Bronwyn Holloway-Smith (Pākehā) is an award-winning artist and author based in Te Whanganui-a-Tara Wellington, Aotearoa New Zealand. Her practice weaves together interests in national identity, public art, new technologies, and the power dynamics controlling knowledge and information. Recent works have examined how shifts in technology impact on the creation and preservation of culture, and how modern-day copying processes can be used to digitally recover or preserve pieces of lost or forgotten cultural items.
She is currently Co-Director of Public Art Heritage Aotearoa New Zealand: a research initiative based at Toi Rauwhārangi College of Creative Arts, Massey University Wellington, that seeks to recover Aotearoa New Zealand’s Public Art Heritage, one work at a time. Recent projects and publications include Bledisloe Bebop (Auckland Live Digital Stage, Aotea Square, 2020), The Southern Cross Cable: A Tour (City Gallery Wellington, 2018), WANTED: The search for the modernist murals of E. Mervyn Taylor (Massey Press, 2018), and Te Ika-a-Akoranga (various locations, 2014-2019).

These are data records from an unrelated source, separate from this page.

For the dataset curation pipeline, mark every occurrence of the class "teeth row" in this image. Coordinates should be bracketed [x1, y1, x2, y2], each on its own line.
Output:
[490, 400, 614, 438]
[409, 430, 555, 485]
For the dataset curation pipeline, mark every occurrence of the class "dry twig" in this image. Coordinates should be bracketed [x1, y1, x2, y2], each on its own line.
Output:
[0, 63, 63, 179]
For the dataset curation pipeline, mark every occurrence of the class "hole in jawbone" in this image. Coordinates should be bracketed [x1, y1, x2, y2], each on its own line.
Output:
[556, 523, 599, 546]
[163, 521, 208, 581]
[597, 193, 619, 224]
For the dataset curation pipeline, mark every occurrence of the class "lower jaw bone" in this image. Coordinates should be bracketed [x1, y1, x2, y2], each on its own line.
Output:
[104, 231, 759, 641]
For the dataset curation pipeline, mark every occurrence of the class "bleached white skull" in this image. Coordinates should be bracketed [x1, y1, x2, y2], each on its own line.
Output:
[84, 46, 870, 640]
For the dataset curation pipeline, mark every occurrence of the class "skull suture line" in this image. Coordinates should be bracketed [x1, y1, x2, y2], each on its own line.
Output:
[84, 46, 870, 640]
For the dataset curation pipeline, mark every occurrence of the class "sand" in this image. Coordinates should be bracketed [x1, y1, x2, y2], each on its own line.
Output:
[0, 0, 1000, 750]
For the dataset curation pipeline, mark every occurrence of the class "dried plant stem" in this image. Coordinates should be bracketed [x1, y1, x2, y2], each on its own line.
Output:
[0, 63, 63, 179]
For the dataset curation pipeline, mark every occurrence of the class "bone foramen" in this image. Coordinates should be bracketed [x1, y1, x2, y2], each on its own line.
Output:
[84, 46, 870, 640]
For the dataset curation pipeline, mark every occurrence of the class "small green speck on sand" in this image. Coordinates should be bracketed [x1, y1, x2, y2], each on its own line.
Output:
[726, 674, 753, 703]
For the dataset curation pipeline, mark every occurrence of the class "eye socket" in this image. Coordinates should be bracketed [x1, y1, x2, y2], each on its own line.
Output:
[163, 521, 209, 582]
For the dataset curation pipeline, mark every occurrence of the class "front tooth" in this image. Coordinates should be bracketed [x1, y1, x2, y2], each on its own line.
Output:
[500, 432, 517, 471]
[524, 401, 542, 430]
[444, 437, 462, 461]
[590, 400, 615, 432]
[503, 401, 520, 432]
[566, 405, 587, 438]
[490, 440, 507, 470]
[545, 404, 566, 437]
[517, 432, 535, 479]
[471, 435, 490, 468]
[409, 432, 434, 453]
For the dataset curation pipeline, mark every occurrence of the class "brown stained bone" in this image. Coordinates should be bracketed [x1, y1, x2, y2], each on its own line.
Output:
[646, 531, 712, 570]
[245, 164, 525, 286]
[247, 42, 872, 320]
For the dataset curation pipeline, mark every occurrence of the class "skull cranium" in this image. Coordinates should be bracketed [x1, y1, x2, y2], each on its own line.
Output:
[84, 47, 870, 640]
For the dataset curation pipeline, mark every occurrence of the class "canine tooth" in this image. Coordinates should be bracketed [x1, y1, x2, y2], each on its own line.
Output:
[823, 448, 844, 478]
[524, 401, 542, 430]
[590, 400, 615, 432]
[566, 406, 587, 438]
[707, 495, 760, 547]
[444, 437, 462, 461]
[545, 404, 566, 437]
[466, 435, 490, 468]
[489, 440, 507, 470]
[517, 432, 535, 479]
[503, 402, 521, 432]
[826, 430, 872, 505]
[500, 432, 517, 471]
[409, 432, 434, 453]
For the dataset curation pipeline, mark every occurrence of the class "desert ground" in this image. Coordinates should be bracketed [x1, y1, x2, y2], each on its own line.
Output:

She holds a PhD (Fine Arts) from Toi Rauwhārangi College of Creative Arts, Massey University Wellington and a scuba diving qualification (with deep-dive specialty) which she gained in order to hold a major trans-national internet cable. In 2009 she was named as one of the 25 Most Powerful People in Technology by the New Zealand National Business Review due to her work in the Copyright field, in which she continues to dabble. She has completed numerous commissions and her work has been shown in Australia, Japan, Germany, the US, throughout Aotearoa, and mid-air as part of Air New Zealand’s in-flight entertainment programme (Destination Pioneer City, 2012).